Daha sonra Türkiye’ye dönerek muhtelif yerlerde görevlerde bulunuyor. Şahin Bey pek huzurlu değildi? Doğup büyüdüğü Antep ve çevresi düşman işgali altındaydı. Hemen gönüllü olarak Antep ve çevresinde düşmana karşı savaşmak için Antep Heyet-i Merkeziyesi’ne  müracaat ediyor. Müracaatı kabul edilerek kendisine Antep ve Kilis yolunu kontrol altında tutma görevi veriliyor. Etrafına toplamış olduğu 200 civarında gönüllü ile birlikte çatışmalara giriyor. Böylece, düşmanın bu yoldan Antep’e asker ve mühimmat sevkiyatı yapması Şahin Bey ve arkadaşları sayesinde büyük ölçüde engelleniyor.  Şahin Bey, gece-gündüz uyumuyor, çatışma esnasında her tarafa yetişerek silah arkadaşlarının maneviyatını yükseltmek için konuşmalar yapıyor. Son köprü başında ise; şahin gibi bir avuç gönüllü arkadaşıyla düşmana saldırıyor, kelimenin tam anlamıyla son kurşununa varıncaya kadar. Son kurşunu da bitince, son sözlerini söylüyor:  ” Allah’ım vatanımı ve Antep’i kurtar! Alçak düşman, sen de gel beni sen süngüle!” Bu büyük kahraman bir avuç arkadaşıyla birlikte 28 Mart 1920 tarihinde kahramanca vuruşarak düşman tarafından şehit ediliyor.

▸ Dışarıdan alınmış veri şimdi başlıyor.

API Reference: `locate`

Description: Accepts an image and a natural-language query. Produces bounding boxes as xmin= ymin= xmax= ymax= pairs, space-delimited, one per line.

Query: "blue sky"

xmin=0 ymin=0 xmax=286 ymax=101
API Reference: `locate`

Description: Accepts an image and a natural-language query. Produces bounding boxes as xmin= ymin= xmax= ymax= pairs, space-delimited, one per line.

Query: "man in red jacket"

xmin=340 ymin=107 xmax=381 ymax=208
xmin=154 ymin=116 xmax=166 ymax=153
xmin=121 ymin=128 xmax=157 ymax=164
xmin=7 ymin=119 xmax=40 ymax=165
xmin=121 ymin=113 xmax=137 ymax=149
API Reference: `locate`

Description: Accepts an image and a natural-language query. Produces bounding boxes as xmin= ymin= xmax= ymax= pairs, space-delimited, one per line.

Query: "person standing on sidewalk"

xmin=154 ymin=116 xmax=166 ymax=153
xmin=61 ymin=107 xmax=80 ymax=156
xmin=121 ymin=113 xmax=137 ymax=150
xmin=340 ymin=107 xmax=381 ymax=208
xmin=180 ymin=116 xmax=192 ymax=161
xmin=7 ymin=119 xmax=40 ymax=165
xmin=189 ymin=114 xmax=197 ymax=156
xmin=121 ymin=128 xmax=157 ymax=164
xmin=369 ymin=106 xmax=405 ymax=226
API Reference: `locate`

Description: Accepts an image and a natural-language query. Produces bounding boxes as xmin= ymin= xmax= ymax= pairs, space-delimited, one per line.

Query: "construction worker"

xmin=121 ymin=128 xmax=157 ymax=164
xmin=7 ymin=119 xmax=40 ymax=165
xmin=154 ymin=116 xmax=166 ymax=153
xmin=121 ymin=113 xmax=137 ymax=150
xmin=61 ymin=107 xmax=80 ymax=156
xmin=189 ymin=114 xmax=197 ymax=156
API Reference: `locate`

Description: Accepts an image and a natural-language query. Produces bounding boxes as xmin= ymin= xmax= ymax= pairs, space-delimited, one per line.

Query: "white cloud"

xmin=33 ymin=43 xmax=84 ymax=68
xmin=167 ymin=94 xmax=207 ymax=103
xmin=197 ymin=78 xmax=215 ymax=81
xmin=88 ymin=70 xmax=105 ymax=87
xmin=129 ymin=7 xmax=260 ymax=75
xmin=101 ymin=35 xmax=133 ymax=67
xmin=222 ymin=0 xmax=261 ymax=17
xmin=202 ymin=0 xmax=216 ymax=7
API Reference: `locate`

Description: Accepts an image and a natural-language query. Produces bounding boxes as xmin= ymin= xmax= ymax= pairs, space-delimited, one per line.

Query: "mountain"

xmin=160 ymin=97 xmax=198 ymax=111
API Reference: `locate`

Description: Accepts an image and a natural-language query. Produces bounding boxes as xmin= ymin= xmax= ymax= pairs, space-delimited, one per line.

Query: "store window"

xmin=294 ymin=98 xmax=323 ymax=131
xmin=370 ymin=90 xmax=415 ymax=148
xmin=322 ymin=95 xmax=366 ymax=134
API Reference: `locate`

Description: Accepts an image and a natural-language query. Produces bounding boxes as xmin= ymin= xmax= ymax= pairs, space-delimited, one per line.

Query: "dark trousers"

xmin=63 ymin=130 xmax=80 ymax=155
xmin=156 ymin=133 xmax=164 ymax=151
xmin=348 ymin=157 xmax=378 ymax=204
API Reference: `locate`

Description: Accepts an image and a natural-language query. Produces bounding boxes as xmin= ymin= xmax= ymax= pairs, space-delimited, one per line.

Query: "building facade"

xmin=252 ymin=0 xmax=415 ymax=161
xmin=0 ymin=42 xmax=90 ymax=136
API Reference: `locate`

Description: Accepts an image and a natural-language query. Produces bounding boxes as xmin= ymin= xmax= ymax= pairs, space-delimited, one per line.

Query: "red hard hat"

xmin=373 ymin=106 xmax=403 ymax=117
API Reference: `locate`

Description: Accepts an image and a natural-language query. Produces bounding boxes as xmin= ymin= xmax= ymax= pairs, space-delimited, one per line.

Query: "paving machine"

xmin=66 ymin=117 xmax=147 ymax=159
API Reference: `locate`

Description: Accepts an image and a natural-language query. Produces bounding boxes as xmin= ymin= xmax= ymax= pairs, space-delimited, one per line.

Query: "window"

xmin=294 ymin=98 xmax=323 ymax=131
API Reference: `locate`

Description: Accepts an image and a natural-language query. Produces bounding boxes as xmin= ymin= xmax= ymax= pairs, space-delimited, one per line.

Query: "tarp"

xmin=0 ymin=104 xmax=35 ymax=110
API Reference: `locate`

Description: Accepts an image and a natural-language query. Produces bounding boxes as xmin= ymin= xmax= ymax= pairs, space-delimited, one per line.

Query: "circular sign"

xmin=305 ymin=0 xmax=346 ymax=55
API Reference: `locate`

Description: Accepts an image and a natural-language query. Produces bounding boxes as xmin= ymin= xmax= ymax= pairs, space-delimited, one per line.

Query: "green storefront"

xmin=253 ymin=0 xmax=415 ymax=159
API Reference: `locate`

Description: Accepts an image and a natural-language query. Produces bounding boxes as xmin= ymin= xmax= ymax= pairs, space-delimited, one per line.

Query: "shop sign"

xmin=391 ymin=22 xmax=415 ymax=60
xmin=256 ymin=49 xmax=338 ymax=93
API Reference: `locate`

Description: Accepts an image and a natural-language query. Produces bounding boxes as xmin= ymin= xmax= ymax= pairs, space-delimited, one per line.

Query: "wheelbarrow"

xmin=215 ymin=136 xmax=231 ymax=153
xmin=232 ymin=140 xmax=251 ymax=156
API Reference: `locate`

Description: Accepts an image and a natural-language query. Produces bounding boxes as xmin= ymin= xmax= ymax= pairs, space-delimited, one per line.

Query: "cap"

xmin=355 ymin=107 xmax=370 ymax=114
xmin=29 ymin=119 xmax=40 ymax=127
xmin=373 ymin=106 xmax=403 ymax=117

Yavuz Bülent Bakiler’in şu dörtlüğü:

” Ben Antepliyim, Şahin’im ağam.

Mavzer omuzuma yük.

Ben yumruklarımla dövüşeceğim.

Yumruklarım memleket kadar büyük.”

Bu büyük kahramanın ne denli vatanına, milletine bağlı olduğunu tam manasıyla ortaya koyuyor.

Bu vatan için canlarını çekinmeden verenler, bu topraklar için toprağa düşenler; bu vatan ve millet size minnettardır. Yerinizde huzur içinde yatın.